So first a little background on me... I grew up in downstate Illinois and my wife is from small town Iowa. We represent the 2 states that polled pretty well in the
midwestern version.
Growing up in the midwest, we wanted to see more of the country and lived for about 3 years in South Carolina and the last 4 in Oklahoma. So we have a pretty good experience with 'the South' as well.
/backstory
To me, its not about the mason dixon line or the civil war. Lots has changed since then. When looking at the south today, I think most would anchor it in the MS, AL, GA, SC corridor. that is a core of states that has a lot of history and has continued to exemplify many of the things often termed as 'southern values' or 'southern charm'. Outside of that you have another level of states that are pretty southern in nature: LA, AK, TN, and NC.

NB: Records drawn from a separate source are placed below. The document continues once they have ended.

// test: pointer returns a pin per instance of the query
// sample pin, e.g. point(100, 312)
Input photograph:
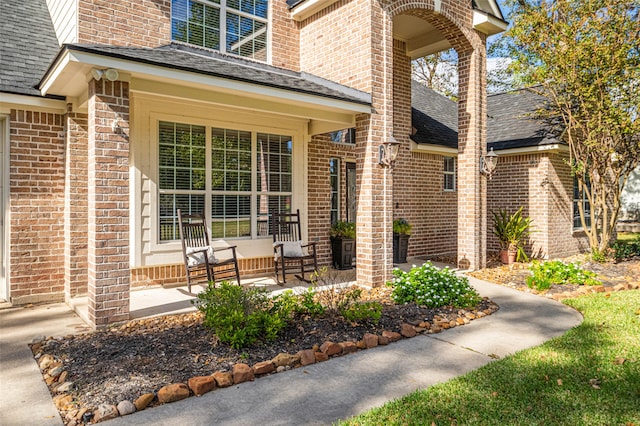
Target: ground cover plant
point(588, 376)
point(430, 286)
point(545, 274)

For me, that is the most generic response. Many other states have a good argument, but I leave out for the following reasons:
Texas has always been its own monolith. The state pride Texans exude is about their state and their state only. Additionally, in the 80's as midwest factory jobs dried up, lots of northerners moved down into the big cities and made enough of a dent in it that its not quite the same.
Florida has had too much immigration from both northern retirees and Latin America I think most agree that overall its not really similar to the south.

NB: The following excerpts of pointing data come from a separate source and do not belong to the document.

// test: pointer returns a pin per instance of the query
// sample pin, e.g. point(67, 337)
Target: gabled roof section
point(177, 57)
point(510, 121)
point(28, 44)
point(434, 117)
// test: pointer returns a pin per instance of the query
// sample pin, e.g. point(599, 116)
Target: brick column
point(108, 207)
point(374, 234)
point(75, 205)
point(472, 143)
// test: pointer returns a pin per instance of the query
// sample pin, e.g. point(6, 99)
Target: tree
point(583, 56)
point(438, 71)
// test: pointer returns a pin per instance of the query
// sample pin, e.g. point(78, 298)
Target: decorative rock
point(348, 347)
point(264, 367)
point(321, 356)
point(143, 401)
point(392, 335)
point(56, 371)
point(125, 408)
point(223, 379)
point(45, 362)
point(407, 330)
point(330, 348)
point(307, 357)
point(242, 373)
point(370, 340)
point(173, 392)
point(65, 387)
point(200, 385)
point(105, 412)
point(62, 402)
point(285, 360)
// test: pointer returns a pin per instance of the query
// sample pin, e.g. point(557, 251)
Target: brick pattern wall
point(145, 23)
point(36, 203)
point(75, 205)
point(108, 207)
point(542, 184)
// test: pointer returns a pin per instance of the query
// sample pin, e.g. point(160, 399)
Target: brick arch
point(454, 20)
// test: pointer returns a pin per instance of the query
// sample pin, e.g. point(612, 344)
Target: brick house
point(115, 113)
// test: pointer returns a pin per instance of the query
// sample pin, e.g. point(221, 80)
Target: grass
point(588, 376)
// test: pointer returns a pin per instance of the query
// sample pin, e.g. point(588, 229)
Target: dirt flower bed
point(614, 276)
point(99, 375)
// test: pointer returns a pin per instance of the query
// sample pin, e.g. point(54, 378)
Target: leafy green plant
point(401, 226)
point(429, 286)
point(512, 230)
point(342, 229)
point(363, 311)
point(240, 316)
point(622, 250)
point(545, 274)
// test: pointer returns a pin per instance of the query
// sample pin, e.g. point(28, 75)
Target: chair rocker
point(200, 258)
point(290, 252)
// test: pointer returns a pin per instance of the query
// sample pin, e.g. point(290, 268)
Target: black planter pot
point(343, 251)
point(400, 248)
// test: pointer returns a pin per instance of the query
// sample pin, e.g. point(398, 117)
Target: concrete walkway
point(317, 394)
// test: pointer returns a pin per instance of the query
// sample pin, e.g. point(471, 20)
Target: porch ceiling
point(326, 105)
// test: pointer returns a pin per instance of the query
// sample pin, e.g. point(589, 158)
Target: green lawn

Kentucky and Virginia and West Virginia I think have solid cases and I wouldn't argue too much against them, but I think Virginia has had a lot of northerners move down to shift it and the rural parts of both states to me are more 'Appalachian' than southern.

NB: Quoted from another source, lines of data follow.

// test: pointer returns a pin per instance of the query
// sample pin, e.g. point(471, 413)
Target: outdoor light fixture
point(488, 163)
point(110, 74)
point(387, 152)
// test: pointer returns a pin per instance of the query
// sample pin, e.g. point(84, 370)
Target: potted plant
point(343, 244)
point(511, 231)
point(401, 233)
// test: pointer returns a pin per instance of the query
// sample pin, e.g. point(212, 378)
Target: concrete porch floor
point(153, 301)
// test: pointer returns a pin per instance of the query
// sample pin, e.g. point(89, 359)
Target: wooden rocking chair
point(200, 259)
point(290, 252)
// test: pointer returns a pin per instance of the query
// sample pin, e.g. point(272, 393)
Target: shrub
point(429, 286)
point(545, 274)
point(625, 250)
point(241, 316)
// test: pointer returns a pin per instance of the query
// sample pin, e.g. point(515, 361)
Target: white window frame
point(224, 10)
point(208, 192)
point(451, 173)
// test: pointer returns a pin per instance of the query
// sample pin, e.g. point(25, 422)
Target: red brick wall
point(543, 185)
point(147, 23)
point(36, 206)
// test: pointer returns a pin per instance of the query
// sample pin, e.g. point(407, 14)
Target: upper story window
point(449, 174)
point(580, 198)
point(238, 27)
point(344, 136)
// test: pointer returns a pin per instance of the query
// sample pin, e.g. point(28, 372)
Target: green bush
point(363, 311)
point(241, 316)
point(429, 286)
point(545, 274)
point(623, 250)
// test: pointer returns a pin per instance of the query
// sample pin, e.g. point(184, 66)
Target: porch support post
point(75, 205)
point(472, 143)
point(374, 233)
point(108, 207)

Overall I do think you guys hit on the more defining characteristic moving forward: rural versus urban. Even in the core states like Georgia or Louisiana, you have metros like Atlanta and New Orleans that are very different than the surrounding areas. In South Carolina, we lived in a town named Florence. The city itself only claims 35-40k in population due to weird annexation rules and it was a metro area of about 100k. Yet most of the residents were people that grew up in all the surrounding small towns. In Florence's case, they maintained the small town identity and old southern influence even as it grew. But it seems to be about the limit. Any of the other larger cities had much less of a southern feel. Myrtle Beach is a tourist destination and had shifted to accomodate that; Columbia is a college town and was more open and liberal.
I better stop though, this post is way too long.